The Risks of GMSs Are Unclear
When it comes to GMO foods, we don’t know exactly what the risks are, and that’s a potential problem. GMO foods are not subject to the same scientific scrutiny as new drugs, and no long-term studies on the safety of consuming them have been conducted as of yet.
However, independent research paints a disturbing picture. In 2012, a team of European scientists found a strong link between GMO corn consumption and increased risk of mammary tumors, and kidney and liver damage in rats. A Norwegian study found that GMO genes found in Roundup-Ready corn pass through the intestinal tract and into the blood. The gene was found in 95% of the pregnant women who participated in the study, and in 83% of their unborn fetuses.
And yet the complexity of the issue remains, even after several studies have appeared to find that GMOs may pose serious health risks — it seems that just as many researchers have argued that the studies are designed in a faulty or inconclusive manner, or that results are open to being contested. With both sides of the argument arguing passionately, and plenty of money flowing in to support the cases, the water has become quite murky, to say the least.
GMOs: A Dangerous Game?
The biotech industry claims that GMOs are perfectly safe, but if that’s the case, why do they spend so much money attempting to block any measures that would require increased transparency?

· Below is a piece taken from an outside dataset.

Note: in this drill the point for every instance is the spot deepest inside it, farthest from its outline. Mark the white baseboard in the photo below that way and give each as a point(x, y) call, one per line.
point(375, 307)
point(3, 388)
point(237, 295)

For starters, they’re well aware that if GMOs were labeled, it would hurt their profits. A strong majority of U.S. consumers support GMO labeling, and it doesn’t take a genius to figure out that they don’t want them labeled so they can buy more of them.

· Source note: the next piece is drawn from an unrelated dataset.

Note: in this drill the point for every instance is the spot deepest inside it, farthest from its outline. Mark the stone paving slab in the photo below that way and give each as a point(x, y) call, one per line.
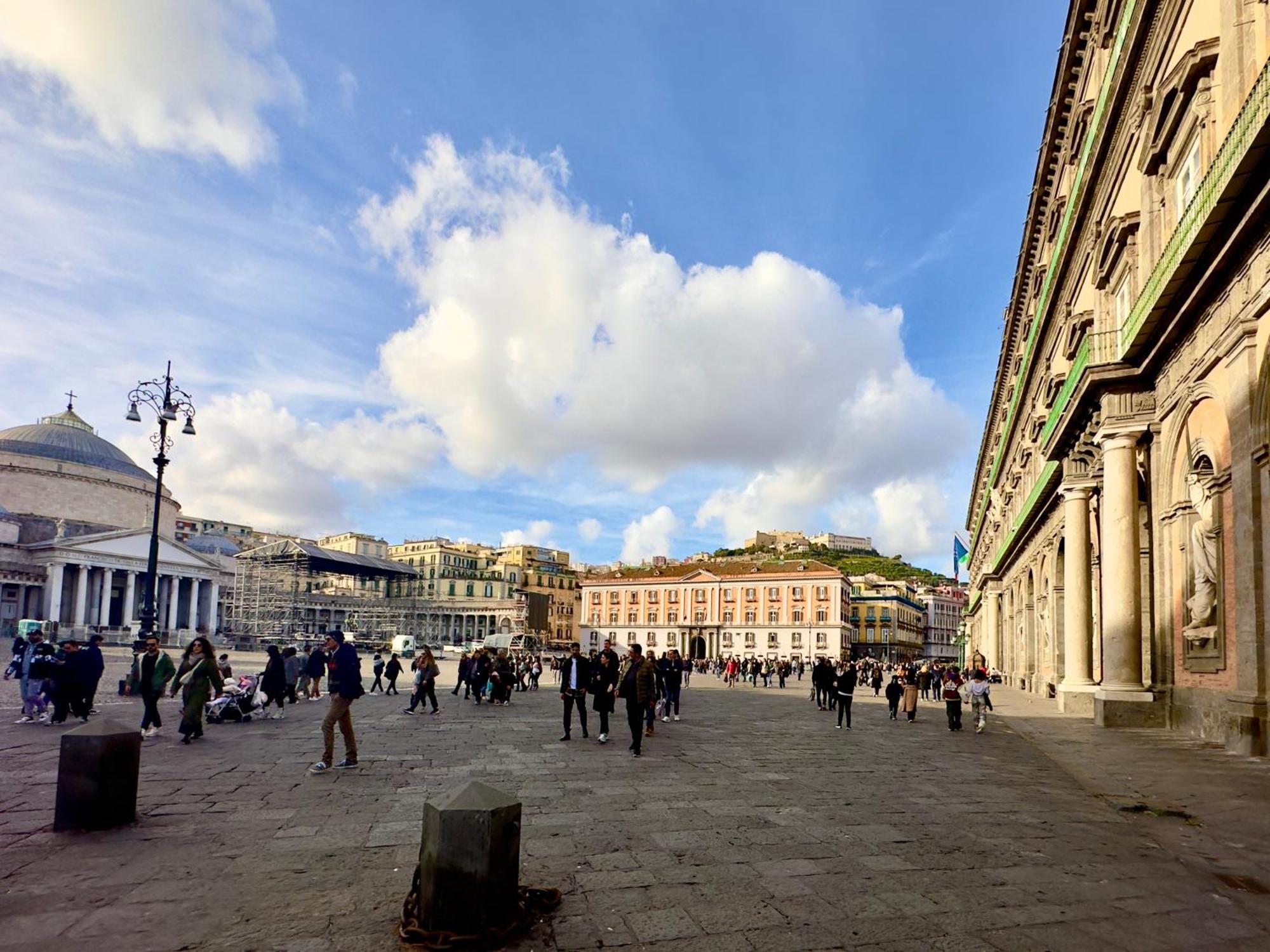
point(750, 826)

The other issue that big biotech and the chemical industries are trying to dodge is liability. As long as GMOs are unlabeled, and therefore untraceable, these industries can claim that there is no evidence of harm. No evidence means no liability for the public health costs that these companies are potentially passing on to the rest of society.
Join Us in Supporting GMO Labeling
Regardless of your personal position on the health risks of GMOs, we as consumers have a right to know what we’re eating. Bottom line — it’s crucial that as voters and consumers, you educate yourself properly about the issue, and what’s at stake. Informed and intelligent consumption ultimately benefits us all, as well as the planet, and knowing what’s in our food at all times is a giant piece of that puzzle.